United States Department of Treasury v. Fabe

PETITIONER: United States Department Of Treasury et al.
LOCATION: North Carolina General Assembly

DOCKET NO.: 91-1513
DECIDED BY: Rehnquist Court (1991-1993)
LOWER COURT: United States Court of Appeals for the Sixth Circuit

CITATION: 508 US 491 (1993)
ARGUED: Dec 08, 1992
DECIDED: Jun 11, 1993

James R. Rishel - on behalf of the Respondent
Robert A. Long, Jr. - on behalf of the Petitioners

Facts of the case


Media for United States Department of Treasury v. Fabe

Audio Transcription for Oral Argument - December 08, 1992 in United States Department of Treasury v. Fabe

William H. Rehnquist:

We'll hear argument next in number 91-1513, United States Department of Treasury v. George Fabe.

Mr. Long, you may proceed.

Robert A. Long, Jr.:

Thank you, Mr. Chief Justice, and may it please the Court:

For more than 200 years, Congress has determined the priority of Federal claims against insolvent debtors.

The Federal priority statute, section 3713 of title 31, provides that claims of the United States in nonbankruptcy proceedings shall be paid first.

This Court has repeatedly held that only the plainest inconsistency would warrant our finding an implied exception to the operation of so clear a command.

The question in this case is whether the McCarran-Ferguson Act created an exception to the clear command of section 3713.

In our view, it did not, and our argument has three basic points.

First, the McCarran Act exemption applies to the business of insurance.

A State statute regulating the priority of claims against the estate of an insolvent insurance company does not regulate any business activity of insurance companies.

Consequently, it is not a regulation of the business of insurance within the ordinary meaning of those words.

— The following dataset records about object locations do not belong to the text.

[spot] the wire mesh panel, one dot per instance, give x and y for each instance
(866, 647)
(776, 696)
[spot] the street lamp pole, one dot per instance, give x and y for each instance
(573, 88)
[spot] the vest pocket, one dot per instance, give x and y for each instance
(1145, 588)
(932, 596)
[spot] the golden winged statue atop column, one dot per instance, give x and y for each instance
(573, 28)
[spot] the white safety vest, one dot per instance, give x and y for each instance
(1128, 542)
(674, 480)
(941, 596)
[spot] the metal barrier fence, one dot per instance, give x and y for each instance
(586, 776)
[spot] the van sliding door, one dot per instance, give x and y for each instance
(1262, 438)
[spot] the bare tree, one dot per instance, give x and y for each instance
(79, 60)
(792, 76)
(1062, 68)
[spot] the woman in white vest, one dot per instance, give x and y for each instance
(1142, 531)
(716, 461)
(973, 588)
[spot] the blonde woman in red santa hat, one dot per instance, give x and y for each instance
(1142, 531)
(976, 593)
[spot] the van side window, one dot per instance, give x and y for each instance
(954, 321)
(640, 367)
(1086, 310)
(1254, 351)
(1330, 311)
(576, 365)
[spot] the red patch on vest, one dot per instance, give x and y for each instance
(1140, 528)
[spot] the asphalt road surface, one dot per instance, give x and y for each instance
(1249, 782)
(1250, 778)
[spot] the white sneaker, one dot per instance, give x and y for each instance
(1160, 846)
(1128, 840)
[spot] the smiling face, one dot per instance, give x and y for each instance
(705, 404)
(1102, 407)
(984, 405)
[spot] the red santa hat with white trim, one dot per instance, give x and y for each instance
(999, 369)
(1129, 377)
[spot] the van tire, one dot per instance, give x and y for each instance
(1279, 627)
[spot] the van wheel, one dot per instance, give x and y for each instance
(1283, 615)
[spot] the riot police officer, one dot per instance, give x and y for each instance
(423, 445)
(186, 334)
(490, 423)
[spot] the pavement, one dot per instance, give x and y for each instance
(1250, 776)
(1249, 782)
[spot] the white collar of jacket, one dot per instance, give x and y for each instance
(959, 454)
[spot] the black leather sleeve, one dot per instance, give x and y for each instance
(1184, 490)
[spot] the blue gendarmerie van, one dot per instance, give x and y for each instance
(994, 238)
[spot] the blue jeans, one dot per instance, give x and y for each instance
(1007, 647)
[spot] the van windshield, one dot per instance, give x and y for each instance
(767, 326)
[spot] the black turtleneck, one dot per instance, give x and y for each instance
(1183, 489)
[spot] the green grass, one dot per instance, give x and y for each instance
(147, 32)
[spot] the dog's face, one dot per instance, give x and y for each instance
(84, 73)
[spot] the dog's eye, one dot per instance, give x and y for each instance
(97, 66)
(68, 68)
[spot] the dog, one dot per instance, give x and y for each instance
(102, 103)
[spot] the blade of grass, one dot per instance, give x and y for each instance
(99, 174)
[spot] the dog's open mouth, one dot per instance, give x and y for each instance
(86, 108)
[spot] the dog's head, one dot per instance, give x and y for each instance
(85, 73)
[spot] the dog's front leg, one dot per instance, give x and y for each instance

Second, the State priority statute does not possess the three characteristics of the regulation of the business of insurance identified in this Court's decisions.

It does not result in the transfer or spreading of risk.

It is not an integral part of the contractual relationship between insurer and insured, and it involves entities wholly outside the insurance industry.

Well, may I ask, Mr. Long why the statute doesn't perhaps meet the National Securities test since it is aimed at protecting directly or indirectly the relationship between the insurer and the insured to the extent that it covers the payout in the event of insolvency.

I mean, there... to that extent, it seems to perhaps meet the test.

Robert A. Long, Jr.:

Well, let me give a two-part answer to that question.

Well, maybe not the whole statute, but insofar as it protects the insured.

Robert A. Long, Jr.:

Well, first of all, I think the test that this Court has developed in cases since National Securities is a three-part test.

It's considerably narrower than simply whether the State regulation has some effect on the risk that the policyholder will not be paid.

We think that test would be too broad if it were simply reduced back to that single factor.

The other part of the answer is, in fact, the priority statute has relatively little to do with whether a policyholder's claim is paid.

Of course, it only comes into play in the event that the insurer becomes insolvent, and that's likely to be viewed as a relatively unlikely event by a policyholder.

If it does happen, though, the real insurance against insolvency--

Well, it's more likely these days, isn't it?

It might be a real concern.

Robert A. Long, Jr.:

--It may be more likely these days, and if it is a real concern of a policyholder, the real insurance against insolvency is not the priority statute, it is insurance guaranty funds, which have been established by all 50 States to pay claims of policyholders in the event the insurance company becomes insolvent.

Well, that may be, but I still think to the extent that the statute tries to deal with this situation, that it may very well be covered by McCarran-Ferguson.

Robert A. Long, Jr.:

Well, to the extent that it does and that it meets the other factors that this Court has identified, it could be, but as I say, we don't think that it is... has a... is sufficiently close to the contractual relationship.

It only applies in the event of insolvency.